The wealthy Zeus drops a handkerchief in the street, and whoever picks it up must give him the name and address of one other person.
That person is then rewarded with untold riches, while the finder of the handkerchief receives a punch in the face.
This novella, a work of refined intellectual imagination, is a satirical discussion of man’s search for individual values.
‘Prometheus Illbound’ will delight fans of Gide's other notable works, such as ´The Fruits of the Earth´ (1897) and ‘The Counterfeiters’ (1926).
André Paul Guillaume Gide (1869 – 1951) was a renowned French author who won the 1947 Nobel Prize in Literature.
Described as "France's greatest contemporary man of letters", Gide was known for his fiction and autobiographical works.
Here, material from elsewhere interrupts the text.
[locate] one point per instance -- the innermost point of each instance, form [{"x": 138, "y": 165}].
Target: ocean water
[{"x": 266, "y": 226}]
He published over fifty books, including ´The Fruits of the Earth´ (1897), ‘Lafcadio’s Adventures’ (1914), ‘Strait is the Gate’ (1909), and the experimental ‘The Counterfeiters’ (1926).
However, the Frenchman claimed ‘Corydon’ (1911), was his most important work. In it, he used evidence from naturalists, historians, poets, and philosophers to back up his belief that homosexuality was not ‘unnatural’, arguing it was more natural than exclusive heterosexuality, which he believed to be a union created by society.